Certes, en 2018 tout comme en 1968, les travailleurs travaillent (sauf les chômeurs et les malades), les décideurs décident, les possédants possèdent et les non-possédants galèrent. Et de très fortes inégalités séparent ceux qui produisent le surproduit social et ceux qui se l'approprient. Rien n'est plus vrai, et je pense que là-dessus nous pouvons être d'accord pour constater les choses.
Il y a cependant des évolutions depuis cinquante ans, et cela tant dans les choses elles-mêmes et leurs contradictions, que dans les facteurs qui influent sur l'analyse et sur les représentations qu'on peut se faire de l'ensemble. Il y aurait là-dessus deux développements à élaborer, l'un sur l'évolution du réel (mondial, européen et français), depuis cinquante ans, l'autre sur l'évolution du système de représentation du réel (et un troisième, pendant qu'on y est, sur les influences réciproques des deux évolutions...).
Et « en même temps, pardon de vous le dire », sur le plan général , c'est comme ça depuis « toujours » : l'Histoire écrite jusqu'à présent est sous-tendue par la lutte des classes, cf le Manifeste du Parti communiste. Depuis très longtemps les travailleurs travaillent (sauf les chômeurs et les malades), les décideurs décident, les possédants possèdent et s'approprient le surproduit, et les autres galèrent. Le problème est de savoir ce qu'on peut y changer, et comment. Les idées qu'on se faisait encore en 1968 à ce sujet n'ont certainement plus la même prégnance.
Marx et Engels laissent entendre que les classes dominées deviennent montantes puis dominantes à leur tour grâce aux révolutions. Ils en donnent une bonne illustration pour la bourgeoisie, classe montante puis dominante (processus qui s'est poursuivi bien après la parution du Manifeste).

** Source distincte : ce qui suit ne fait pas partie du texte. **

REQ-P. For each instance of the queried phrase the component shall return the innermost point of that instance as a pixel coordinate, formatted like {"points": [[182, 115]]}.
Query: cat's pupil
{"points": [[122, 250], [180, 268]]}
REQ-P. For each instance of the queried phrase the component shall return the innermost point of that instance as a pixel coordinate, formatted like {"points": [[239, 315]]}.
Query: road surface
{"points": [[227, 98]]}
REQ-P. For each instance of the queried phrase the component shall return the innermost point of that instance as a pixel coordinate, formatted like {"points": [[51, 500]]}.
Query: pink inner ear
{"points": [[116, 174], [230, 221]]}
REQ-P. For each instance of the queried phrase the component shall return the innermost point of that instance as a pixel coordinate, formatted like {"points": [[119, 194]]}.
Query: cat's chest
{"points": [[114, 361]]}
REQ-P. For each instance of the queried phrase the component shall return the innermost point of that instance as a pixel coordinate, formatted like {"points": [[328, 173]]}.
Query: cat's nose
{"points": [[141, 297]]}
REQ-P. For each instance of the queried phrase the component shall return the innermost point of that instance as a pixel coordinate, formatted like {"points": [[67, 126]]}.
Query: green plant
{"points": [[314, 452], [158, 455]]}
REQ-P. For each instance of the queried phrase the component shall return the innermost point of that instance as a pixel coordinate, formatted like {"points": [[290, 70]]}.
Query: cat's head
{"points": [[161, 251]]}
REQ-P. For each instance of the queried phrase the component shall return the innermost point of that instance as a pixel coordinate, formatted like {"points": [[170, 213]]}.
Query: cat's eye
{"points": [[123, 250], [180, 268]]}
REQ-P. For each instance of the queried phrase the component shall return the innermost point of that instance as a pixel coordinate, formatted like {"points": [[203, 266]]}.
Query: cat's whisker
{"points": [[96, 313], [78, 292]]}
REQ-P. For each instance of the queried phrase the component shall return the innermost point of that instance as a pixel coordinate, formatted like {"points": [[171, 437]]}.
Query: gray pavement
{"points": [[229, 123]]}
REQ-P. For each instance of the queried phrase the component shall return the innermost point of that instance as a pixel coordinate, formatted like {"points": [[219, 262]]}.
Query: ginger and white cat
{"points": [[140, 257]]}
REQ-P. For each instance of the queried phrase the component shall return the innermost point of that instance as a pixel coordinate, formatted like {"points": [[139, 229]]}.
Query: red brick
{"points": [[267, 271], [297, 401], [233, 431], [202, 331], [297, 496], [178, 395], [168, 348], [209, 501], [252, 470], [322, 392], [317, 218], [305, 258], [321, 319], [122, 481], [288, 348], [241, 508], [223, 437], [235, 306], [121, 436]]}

Le raisonnement est très aventureux pour les changements précédents : l'esclavagisme antique n'a pas été aboli par les esclaves constitués en classe révolutionnaire, ni le féodalisme par les serfs. Il n'y a pas de raison historique et rationnelle pour que la classe ouvrière industrielle telle qu'elle existait au XIXème siècle ou telle qu'elle existe encore aujourd'hui au Bangla Desh par exemple, se constitue en « classe montante » puis, à l'issue d'une révolution, « dominante ». Il n'y a que des « raisons » métaphysiques, philosophiques, c'est en définitive une croyance religieuse (encore très courante en mai 68 et au-delà. Le prolétariat est privé (comme les esclaves d'autrefois) de toute prise sur l'Histoire pour sa partie paupérisée, et il se déprolétarise pour la partie la plus évoluée.
La lutte des classes a-t-elle disparu ? Non, mais elle a totalement changé d'aspect (le monde s'est bien davantage transformé entre 1968 et 2018 qu'entre 1846 et 1896...)., et échappe aux vieux périscopes rouillés du marxisme messianique. La lutte pour le progrès profitant à tous et à l'espèce ne réside plus là.